Ça y est, l’équinoxe d’automne est là : d’après ma compréhension du calendrier, ce n’est non pas le début de la saison, mais à la fois son apogée et sa quintessence. Les jours avaient déjà commencé à diminuer : après quelques heures d’équilibre, les nuits vont désormais prendre le dessus. Et avec la nuit, la période de l’introspection, de la descente dans les profondeurs, bref, de la descente dans les Enfers personnels. Les grecs ancien, et avant eux les crétois ne s’y trompaient pas : c’est précisément durant les neuf jours précédent l’équinoxe qu’ils célébraient les Grands Mystères d’Éleusis, l’un des cultes les plus populaires de l’époque.
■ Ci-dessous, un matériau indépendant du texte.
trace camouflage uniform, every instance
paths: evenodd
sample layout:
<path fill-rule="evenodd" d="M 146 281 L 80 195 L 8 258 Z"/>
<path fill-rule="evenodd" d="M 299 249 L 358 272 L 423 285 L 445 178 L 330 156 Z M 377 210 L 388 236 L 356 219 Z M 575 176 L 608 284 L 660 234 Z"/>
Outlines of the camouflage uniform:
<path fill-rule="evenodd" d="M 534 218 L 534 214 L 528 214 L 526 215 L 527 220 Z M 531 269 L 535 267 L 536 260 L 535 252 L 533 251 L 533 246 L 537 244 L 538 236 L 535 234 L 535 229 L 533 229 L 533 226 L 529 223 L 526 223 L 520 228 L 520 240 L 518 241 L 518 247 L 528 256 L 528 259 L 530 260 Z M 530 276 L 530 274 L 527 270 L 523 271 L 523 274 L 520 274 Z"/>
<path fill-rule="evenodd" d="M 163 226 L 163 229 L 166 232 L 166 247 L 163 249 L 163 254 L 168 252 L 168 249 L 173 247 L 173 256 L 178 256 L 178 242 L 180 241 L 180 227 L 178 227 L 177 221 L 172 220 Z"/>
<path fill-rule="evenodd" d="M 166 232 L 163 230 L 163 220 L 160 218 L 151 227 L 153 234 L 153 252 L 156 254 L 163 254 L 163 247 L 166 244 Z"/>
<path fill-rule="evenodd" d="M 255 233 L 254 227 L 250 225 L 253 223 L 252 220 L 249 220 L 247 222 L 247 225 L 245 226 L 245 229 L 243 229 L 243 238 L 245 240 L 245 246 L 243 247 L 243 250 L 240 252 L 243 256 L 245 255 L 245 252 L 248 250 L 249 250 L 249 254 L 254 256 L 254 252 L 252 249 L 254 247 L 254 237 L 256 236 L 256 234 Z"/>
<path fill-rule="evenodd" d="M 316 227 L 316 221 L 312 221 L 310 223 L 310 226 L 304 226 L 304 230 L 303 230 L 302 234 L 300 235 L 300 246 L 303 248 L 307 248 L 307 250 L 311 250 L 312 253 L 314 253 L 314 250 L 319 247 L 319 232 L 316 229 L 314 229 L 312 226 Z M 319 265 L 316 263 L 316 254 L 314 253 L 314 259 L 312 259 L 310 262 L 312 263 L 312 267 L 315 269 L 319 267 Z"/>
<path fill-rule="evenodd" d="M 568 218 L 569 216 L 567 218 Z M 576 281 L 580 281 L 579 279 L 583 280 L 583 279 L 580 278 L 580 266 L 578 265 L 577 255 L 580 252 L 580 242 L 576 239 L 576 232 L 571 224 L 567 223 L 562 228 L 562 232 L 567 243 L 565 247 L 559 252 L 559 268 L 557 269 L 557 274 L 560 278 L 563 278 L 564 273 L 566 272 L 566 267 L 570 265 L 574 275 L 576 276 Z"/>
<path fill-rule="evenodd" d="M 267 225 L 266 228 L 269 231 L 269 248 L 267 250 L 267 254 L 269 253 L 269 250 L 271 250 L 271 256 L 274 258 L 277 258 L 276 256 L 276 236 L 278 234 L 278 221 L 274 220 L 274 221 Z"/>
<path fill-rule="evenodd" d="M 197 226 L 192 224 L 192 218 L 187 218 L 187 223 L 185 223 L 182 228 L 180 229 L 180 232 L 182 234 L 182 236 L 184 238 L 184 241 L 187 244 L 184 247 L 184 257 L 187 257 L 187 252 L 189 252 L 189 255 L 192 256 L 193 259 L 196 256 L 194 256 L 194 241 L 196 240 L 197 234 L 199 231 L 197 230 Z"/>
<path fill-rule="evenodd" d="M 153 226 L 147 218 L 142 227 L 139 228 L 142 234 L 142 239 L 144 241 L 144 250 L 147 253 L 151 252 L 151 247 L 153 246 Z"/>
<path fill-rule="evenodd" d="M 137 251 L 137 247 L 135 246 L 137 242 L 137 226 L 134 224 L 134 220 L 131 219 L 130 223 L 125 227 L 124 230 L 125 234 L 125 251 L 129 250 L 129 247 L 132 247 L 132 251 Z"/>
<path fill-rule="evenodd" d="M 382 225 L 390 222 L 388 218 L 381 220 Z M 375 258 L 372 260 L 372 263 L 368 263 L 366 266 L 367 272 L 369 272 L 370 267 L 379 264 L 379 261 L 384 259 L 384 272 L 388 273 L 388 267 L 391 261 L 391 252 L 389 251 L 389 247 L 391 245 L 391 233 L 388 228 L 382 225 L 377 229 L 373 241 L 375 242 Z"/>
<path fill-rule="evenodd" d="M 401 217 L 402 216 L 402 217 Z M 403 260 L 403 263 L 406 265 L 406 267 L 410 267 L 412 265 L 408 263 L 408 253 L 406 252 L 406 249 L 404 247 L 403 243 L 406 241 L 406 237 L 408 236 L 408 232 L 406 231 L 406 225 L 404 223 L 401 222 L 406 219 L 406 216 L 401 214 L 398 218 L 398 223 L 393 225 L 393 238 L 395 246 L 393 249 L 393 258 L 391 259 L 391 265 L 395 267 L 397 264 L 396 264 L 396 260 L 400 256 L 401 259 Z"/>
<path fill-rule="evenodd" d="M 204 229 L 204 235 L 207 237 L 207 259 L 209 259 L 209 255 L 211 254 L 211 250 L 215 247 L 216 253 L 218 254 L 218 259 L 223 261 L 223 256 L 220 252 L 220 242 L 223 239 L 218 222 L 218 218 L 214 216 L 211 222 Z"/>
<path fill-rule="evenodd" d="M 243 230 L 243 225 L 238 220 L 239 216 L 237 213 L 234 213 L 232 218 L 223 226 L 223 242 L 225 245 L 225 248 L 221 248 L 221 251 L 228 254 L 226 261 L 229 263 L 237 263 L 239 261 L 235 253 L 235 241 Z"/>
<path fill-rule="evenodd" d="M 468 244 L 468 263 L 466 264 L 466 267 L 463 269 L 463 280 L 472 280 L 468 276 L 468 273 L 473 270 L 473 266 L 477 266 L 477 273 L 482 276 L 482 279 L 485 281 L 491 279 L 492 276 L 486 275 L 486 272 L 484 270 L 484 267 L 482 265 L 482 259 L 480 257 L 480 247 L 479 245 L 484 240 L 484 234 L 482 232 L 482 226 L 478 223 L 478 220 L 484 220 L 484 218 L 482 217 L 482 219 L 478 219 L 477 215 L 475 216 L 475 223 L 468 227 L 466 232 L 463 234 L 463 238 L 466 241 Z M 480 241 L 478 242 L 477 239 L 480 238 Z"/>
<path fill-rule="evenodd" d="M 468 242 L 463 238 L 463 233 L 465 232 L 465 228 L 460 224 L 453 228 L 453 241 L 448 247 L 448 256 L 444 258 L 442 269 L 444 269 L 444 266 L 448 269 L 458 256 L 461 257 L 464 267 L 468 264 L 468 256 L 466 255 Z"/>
On y célébrait la descente de Perséphone aux Enfers, on y rejouait le mythe relaté par l’Hymne homérique à Déméter, et l’on y initiait qui le voulait (hors quelques critères d’exclusion) aux Mystères de la Vie et surtout de la Mort.

Les Grands Mystères suivaient un protocole dont il nous est parvenu des bribes, mais je me concentre aujourd’hui sur tout ce qui peut être ré-exploité dans une cuisine : rappelle toi, ça fait partie de mes marottes ! Je ne serai donc pas exhaustive ! Parmi les rites célébrés, donc, voici ce que l’on pouvait trouver…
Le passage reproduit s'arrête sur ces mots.